Cependant, au regard du sens de la présente décision, la demande des appelantes à ce titre sera rejetée.
Sur les demandes accessoires
La partie demanderesse à la rétractation d’une mesure d’instruction ordonnée sur le fondement de l’article 145 du code de procédure civile ne peut être considérée comme une partie perdante au sens de l’article 696 du code de procédure civile, cette mesure d’instruction n’étant pas destinée à éclairer le juge d’ores et déjà saisi d’un litige mais n’étant ordonnée qu’au bénéfice de celui qui la sollicite en vue d’un éventuel futur procès au fond. Elle ne peut donc être condamnée ni aux dépens ni sur le fondement de l’article 700 du code de procédure civile (2ème Civ. , 21 novembre 2024, n° 22-16.763).
Dès lors, la société Fed sera condamnée aux dépens de première instance et d’appel, la décision étant infirmée de ce chef.

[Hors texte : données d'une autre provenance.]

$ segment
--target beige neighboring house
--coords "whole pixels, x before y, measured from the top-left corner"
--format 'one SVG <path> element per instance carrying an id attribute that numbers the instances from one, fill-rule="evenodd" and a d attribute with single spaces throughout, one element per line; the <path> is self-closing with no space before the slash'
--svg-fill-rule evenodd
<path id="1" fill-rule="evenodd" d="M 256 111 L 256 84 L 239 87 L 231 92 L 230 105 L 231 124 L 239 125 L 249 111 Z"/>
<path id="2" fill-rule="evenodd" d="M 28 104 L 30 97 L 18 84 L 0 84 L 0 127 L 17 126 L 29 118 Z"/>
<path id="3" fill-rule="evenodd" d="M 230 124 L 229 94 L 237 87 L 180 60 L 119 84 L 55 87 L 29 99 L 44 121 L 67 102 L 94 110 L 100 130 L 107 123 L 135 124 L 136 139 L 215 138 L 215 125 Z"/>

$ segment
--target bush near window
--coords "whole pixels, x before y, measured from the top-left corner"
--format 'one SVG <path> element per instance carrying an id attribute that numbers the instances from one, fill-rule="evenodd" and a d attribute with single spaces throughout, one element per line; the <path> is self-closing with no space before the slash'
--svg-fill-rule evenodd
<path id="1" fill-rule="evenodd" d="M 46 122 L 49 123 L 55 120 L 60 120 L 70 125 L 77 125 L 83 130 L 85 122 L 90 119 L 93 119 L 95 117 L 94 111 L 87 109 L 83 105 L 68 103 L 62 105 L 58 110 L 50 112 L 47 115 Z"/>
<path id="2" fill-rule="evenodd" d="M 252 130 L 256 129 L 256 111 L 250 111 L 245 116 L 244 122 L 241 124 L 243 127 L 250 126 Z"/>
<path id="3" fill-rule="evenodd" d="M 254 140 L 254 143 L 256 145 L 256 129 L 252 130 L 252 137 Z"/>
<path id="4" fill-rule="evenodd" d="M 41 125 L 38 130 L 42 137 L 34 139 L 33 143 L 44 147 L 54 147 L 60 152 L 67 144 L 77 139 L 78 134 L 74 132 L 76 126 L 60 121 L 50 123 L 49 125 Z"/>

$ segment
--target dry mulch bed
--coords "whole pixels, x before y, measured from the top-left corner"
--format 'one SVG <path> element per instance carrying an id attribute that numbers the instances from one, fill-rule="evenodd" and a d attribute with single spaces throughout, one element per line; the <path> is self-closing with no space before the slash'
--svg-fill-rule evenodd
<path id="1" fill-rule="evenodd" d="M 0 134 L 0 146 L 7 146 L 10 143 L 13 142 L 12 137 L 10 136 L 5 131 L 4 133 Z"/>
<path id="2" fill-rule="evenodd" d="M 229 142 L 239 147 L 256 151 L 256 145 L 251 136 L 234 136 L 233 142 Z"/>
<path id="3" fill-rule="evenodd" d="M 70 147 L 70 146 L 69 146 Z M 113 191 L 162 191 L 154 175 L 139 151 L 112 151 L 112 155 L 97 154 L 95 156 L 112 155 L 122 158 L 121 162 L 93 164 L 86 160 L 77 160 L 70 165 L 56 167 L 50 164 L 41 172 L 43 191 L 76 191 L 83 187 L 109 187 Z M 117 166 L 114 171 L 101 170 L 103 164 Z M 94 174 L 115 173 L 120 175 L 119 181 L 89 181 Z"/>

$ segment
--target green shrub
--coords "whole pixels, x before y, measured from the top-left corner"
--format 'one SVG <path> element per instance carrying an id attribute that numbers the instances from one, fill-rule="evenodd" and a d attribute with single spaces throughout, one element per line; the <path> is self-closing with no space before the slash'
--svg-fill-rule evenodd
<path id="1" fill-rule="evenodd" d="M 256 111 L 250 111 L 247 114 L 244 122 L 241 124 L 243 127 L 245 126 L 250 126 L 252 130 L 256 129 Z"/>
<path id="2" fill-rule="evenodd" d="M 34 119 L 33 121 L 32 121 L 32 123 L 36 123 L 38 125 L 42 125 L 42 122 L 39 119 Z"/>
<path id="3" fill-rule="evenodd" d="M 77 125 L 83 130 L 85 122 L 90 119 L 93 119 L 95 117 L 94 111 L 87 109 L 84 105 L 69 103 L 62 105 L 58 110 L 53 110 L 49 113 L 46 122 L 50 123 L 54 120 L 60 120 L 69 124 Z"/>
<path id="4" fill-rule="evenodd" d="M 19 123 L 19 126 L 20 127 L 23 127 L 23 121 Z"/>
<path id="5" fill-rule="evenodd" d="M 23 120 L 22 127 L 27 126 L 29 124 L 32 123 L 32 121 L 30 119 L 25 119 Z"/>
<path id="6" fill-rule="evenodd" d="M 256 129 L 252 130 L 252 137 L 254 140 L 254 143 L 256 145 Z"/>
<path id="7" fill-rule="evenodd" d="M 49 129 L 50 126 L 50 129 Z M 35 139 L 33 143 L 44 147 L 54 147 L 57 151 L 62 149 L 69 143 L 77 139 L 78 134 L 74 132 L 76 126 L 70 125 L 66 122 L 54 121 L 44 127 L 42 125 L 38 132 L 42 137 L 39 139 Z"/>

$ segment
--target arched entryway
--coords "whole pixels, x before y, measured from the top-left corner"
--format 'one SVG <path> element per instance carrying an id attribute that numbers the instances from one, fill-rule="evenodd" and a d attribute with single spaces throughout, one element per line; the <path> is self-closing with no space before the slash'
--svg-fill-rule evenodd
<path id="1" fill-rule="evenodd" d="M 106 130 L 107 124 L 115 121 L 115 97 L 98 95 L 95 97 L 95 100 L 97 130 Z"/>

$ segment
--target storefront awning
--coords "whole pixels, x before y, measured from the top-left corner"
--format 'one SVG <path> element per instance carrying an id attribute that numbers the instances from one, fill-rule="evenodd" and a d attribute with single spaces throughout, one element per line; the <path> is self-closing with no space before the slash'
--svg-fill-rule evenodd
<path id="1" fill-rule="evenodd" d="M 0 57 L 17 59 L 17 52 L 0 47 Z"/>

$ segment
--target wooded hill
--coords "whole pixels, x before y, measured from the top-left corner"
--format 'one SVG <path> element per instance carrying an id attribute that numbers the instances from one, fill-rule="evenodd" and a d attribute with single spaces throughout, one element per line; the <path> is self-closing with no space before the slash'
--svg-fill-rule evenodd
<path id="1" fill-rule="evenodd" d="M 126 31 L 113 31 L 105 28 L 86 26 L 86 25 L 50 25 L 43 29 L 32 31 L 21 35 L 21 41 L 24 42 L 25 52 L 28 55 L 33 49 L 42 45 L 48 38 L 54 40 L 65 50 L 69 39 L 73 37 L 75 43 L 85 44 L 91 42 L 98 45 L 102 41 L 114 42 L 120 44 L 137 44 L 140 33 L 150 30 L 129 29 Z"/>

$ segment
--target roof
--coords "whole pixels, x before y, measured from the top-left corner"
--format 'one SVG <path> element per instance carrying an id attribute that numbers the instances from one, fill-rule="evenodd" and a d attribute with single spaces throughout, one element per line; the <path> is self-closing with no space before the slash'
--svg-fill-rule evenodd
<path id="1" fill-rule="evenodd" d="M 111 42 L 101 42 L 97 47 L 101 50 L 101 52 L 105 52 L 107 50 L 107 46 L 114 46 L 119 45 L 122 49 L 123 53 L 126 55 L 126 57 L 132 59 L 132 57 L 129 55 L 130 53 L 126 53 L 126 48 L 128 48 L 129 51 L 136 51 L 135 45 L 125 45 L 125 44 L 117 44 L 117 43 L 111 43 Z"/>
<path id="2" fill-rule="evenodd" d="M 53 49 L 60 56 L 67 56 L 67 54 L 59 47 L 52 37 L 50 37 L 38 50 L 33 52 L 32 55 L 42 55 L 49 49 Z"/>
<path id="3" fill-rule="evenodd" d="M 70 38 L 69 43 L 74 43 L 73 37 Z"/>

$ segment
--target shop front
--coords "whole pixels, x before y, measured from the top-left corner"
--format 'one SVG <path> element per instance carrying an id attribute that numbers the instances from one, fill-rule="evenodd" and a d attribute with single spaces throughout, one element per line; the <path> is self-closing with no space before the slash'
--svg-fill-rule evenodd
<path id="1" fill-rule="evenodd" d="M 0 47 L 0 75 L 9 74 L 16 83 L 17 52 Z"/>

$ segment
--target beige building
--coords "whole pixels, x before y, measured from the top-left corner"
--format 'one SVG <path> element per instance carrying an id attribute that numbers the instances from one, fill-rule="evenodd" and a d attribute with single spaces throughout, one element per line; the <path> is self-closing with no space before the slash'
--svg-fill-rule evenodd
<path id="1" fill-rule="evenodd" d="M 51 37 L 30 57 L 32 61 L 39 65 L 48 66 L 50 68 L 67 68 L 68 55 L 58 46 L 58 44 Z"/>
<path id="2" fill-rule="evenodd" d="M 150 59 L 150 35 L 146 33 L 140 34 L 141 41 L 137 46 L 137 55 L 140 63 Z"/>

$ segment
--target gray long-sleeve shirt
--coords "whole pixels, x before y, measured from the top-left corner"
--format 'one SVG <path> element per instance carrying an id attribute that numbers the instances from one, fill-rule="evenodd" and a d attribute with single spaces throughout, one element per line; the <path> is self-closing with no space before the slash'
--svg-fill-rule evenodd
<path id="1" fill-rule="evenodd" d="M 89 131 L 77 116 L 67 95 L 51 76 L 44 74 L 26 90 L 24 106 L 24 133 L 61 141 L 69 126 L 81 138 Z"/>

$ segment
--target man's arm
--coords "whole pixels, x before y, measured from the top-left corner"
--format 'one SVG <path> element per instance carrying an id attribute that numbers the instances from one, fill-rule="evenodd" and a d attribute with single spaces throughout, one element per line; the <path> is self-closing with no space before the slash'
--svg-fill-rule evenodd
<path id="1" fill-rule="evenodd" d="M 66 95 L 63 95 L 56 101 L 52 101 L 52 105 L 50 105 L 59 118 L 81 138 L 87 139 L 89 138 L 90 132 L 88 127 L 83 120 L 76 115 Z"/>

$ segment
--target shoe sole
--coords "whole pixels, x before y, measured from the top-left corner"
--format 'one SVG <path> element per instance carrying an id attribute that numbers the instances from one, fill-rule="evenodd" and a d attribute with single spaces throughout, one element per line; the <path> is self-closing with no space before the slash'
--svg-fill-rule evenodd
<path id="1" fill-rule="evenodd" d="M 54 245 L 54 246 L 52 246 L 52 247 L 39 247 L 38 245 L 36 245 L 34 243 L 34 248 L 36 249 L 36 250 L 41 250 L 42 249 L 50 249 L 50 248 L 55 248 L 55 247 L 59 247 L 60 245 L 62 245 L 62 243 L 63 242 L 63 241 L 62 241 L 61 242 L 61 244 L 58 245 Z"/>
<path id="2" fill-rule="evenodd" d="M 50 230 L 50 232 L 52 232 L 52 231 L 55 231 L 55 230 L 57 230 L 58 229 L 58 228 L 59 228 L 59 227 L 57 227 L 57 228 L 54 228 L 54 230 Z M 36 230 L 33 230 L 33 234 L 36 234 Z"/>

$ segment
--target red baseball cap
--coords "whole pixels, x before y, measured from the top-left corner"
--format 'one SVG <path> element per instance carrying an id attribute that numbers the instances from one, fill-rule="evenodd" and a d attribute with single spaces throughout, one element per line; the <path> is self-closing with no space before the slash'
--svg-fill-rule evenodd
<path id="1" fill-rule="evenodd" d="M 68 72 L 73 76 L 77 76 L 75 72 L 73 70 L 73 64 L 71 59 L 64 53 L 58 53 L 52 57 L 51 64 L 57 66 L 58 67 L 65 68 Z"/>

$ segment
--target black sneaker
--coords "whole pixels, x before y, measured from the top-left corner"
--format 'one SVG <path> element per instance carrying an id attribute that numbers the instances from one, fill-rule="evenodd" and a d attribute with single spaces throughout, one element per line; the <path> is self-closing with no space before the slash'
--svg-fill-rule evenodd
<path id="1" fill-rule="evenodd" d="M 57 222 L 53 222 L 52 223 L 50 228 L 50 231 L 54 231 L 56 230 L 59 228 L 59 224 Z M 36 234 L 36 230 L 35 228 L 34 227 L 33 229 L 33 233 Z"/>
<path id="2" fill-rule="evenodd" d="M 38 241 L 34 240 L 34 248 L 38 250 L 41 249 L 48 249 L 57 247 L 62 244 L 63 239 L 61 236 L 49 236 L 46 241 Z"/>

Les demandes en application de l’article 700 du code de procédure civile seront en revanche rejetées.
PAR CES MOTIFS
Infirme l’ordonnance entreprise sauf en ce qu’elle rejette la demande de rétractation de l’ordonnance sur requête du 27 juin 2023 et la confirme de ce chef ;
Statuant à nouveau de chefs infirmés et y ajoutant,
Modifie l’ordonnance du 27 juin 2023 en ses dispositions relatives à la mission confiée aux commissaires de justice qu’elle désigne selon les modalités suivantes :
Autorise exclusivement les commissaires de justice désignés à :
— se rendre au siège de la société Linking talents recrutement et dans son établissement de [Localité 8], également siège social de Linking talents, le domicile des dirigeants de Linking talents recrutement étant exclu du périmètre de la mesure ;
— prendre copie du registre des entrées et sorties du personnel en ce qui concerne les mentions relatives à M. [G] et Mme [H] ainsi que des contrats de travail des deux intéressés ;
— rechercher et prendre copie, dans les ordinateurs et téléphones professionnels et personnels des deux salariés concernés, des deux dirigeants et de leurs assistants des fichiers et/ou correspondances électroniques et/ou messages échangés grâce à toute autre application installée sur tout terminal informatique et/ou téléphonique, émis, reçus ou rédigés entre le 6 octobre 2022 et la plus ancienne des dates entre le 31 décembre 2024, le départ de la salariée des effectifs de la société Linking talents recrutement et le jour des constatations contenant une combinaison de l’un des mots-clés suivants, tant en majuscules qu’en minuscule : '[H]', d’une part, et, d’autre part, Lyon, [Localité 9], [Localité 7], [Localité 6], [Localité 5], [Localité 10], Rhône ou Alpes ;
— rechercher et prendre copie, dans les ordinateurs et téléphones professionnels et personnels des deux salariés concernés, des deux dirigeants et de leurs assistants des fichiers et/ou correspondances électroniques et/ou messages échangés grâce à toute autre application installée sur tout terminal informatique et/ou téléphonique, émis, reçus ou rédigés entre le 25 mars 2022 et la plus ancienne des dates entre le 8 juin 2024, le départ du salarié des effectifs de la société Linking talents recrutement et le jour des constatations contenant une combinaison de l’un des mots-clés suivants, tant en majuscules qu’en minuscule : '[G]', d’une part, et, d’autre part, Lyon, [Localité 9], [Localité 7], [Localité 6], [Localité 5], [Localité 10], Rhône ou Alpes ;
Rejette les demandes de modification pour le surplus ;
Rejette la demande de conservation de l’intégralité des documents saisis par le commissaire de justice entre ses mains jusqu’à l’éventuel arrêt de la Cour de cassation à intervenir ;
Dit que le commissaire de justice devra restituer aux sociétés Linking talents recrutement et Linking talents les pièces initialement saisies excédant le périmètre de la mesure ainsi modifiée sans qu’il puisse en être fait aucun usage ;
Rejette les demandes d’astreinte ;
Déclare recevable la demande de dommages et intérêts pour procédure abusive ;
Rejette la demande de dommages et intérêts pour procédure abusive ;
Condamne la société Fed aux dépens de première instance et d’appel ;
Rejette les demandes sur le fondement de l’article 700 du code de procédure civile.